The walking tours are a continuation of a fitness program that Bernard was part of last year. He said they became popular and, when the fitness program ended, participants asked if the walking tours would continue the following summer.
Bernard is knowledgeable about the town's history and has heavily researched many aspects of it.
He said people have commented that connecting an actual historic site with the story that is told about it sometimes can be better than picking up a book.
The walks meander through various streets and districts of the city.
On a recent warm Friday morning, Bernard showed where a courthouse - a third, mind you - was to be built but never was. Back then, Lock Haven actually had two courthouses and one man wanted to build another one.
Bernard told a story about the Titanic and how a resident of Lock Haven actually was close friends with the captain of the cruise ship.
"You are walking on 100-year-old slate sidewalks, which still exist," he told the group.
High schoolers, mostly locals, who have taken the tours said they have become very interested in what has happened in their town, Bernard said.
"These walking tours, you can get a lot of things they didn't include in (history) classes," Bernard said.
Peggy Scott, formerly of Florida, said she did the walks last year and is doing them again.
"I have always found them fascinating. The history of Lock Haven is just interesting," she said. "I would have never thought that (history) existed here."
The walks also include local topics such as the first courthouse, town founder Jerry Church and the lumber industry.
Bernard said he added in many interesting things to really grab people's attention. For instance, in a future tour, walkers will learn about James Bacon, a famed writer and actor, who had parts in all five of the "Planet of the Apes" movies.

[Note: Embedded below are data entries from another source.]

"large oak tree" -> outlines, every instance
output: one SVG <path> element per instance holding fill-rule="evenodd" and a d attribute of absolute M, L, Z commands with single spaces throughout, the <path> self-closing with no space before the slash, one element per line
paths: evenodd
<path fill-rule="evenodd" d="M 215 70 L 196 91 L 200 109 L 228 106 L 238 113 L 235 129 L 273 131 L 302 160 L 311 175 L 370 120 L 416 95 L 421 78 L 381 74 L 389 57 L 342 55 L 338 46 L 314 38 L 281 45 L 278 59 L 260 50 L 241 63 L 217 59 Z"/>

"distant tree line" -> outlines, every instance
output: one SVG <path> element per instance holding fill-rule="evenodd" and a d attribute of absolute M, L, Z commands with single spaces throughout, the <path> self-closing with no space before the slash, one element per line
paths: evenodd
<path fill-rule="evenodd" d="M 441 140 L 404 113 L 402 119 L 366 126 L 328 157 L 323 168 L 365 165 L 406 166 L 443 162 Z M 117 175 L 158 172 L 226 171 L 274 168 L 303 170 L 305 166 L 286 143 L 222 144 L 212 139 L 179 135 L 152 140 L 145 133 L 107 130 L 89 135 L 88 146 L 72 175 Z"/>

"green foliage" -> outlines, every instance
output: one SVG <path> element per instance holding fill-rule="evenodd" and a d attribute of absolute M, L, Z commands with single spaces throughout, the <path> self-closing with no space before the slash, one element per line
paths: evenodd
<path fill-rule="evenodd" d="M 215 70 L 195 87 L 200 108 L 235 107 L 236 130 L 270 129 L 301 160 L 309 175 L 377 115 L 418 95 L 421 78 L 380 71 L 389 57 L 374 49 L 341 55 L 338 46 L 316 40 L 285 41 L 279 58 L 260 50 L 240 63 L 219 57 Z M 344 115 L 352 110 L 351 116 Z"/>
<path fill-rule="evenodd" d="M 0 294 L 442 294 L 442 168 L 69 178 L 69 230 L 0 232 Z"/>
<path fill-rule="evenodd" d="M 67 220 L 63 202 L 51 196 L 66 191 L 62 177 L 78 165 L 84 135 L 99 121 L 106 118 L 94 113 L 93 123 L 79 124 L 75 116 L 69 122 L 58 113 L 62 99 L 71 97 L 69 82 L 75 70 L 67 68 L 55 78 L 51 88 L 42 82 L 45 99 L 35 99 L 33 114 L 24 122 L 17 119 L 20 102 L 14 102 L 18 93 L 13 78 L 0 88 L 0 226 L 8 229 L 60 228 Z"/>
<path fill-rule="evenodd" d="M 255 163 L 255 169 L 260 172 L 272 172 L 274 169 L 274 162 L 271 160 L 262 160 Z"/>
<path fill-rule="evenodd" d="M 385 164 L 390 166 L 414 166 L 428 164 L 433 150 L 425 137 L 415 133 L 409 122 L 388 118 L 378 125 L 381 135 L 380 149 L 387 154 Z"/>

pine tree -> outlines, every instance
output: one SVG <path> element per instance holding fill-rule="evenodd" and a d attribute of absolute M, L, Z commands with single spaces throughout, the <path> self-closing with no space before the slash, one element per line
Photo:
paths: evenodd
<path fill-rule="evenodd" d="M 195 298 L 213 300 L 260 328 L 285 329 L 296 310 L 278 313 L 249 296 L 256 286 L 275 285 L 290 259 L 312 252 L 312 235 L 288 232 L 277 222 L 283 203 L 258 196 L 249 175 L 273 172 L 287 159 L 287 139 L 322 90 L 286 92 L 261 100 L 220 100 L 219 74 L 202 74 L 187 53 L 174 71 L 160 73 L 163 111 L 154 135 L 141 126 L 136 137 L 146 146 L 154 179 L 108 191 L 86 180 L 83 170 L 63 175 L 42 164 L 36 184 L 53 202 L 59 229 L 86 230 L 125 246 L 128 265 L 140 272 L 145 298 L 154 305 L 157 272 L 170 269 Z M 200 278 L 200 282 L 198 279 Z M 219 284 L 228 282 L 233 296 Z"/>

"He grew up just down the street," Bernard said, pointing out the window of the library. "People don't know that. They drive past his house every single day and they have no idea they have seen this guy on late night movie TV."
Bacon died in 2010 at the age of 96.
Participants also will hear about famous national stories that have a local connection, such as Helen Keller, Mark Twain and the 1953 Greece earthquake.
These little-known details make people wake up and take notice, Bernard said.
"(It's) a lot of interesting things you wouldn't hear about otherwise," he added.
During a recent tour, the Confer family of Mill Hall stood in front of Maria Molson's home. She was a black women who owned a lot of property and was a conductor on the Underground Railroad.
One of the Confers' young sons realized he had read a book about this woman in school. He was pretty excited to be able to connect Molson's life with an actual location not far from his own hometown.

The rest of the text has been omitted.